Slow rusting wheat cultivar, as an alternative management option, is the simple solution for rust disease management and thus, replacing susceptible cultivars with slow rusting is important in resistance diversity. For such rapid evolution and spread of new virulent races of yellow rust and frequent failure of new varieties with major gene resistance in bread wheat improvement programs require to identify durable sources of resistance [4].

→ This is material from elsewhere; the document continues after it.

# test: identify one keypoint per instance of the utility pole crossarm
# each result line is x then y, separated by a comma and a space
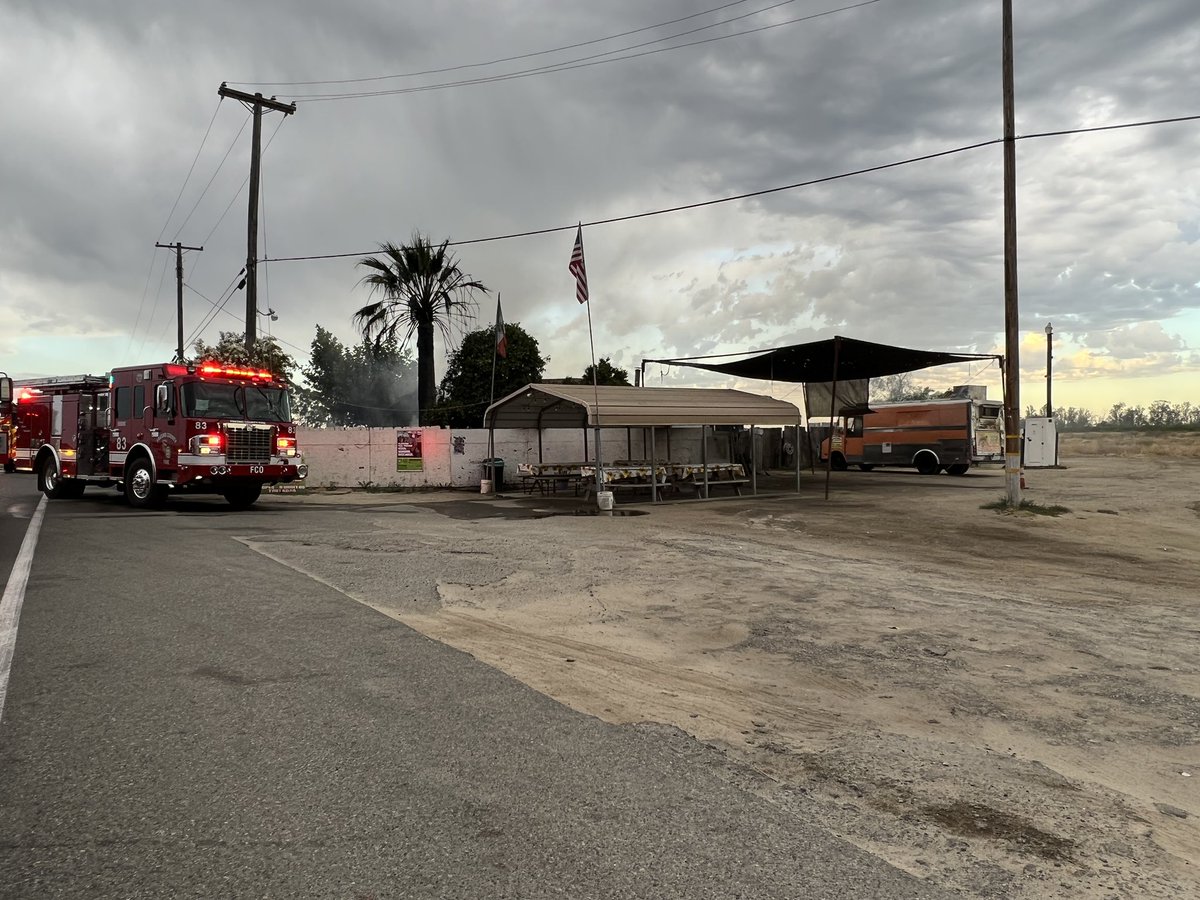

Therefore, achievement of slow rust resistance against wheat yellow rust requires constant characterization and identification for deployment of new resistant genotypes that resist the prevailing virulent races. Hence, this study was designed to screen advanced bread wheat genotypes with slow yellow rusting character under field conditions in Southeastern Ethiopia and identify the association of slow rusting characters with grain yield [5].

Methods and Materials

Description of experimental sites

The experiment was conducted at Sinana Agricultural Research Centre (SARC) and Agarfa district in 2017 main cropping season. SARC is located at 07°07′N latitude and 40°10′ E longitude at 2400 meter above sea level (m.a.s.l). The area is characterized by bimodal rainfall pattern and received annual total rainfall ranging from 750 nm to 1400 mm. The main season extends from August to December that received 270 mm to 842 mm rainfall, while the short season is from March to June and received 250 mm to 562 mm rainfall annually. Mean annual minimum and maximum temperatures were 9.6°C and 20.7°C, respectively. Agarfa district is located at 07°26′ N latitude and 39°87′ E longitude with an elevation of 2510 m.a.s.l. Its total annual rainfall ranges from 1000 mm to 1451 mm. The mean annual minimum and maximum temperatures were 7.3°C and 22.8°C, respectively [6].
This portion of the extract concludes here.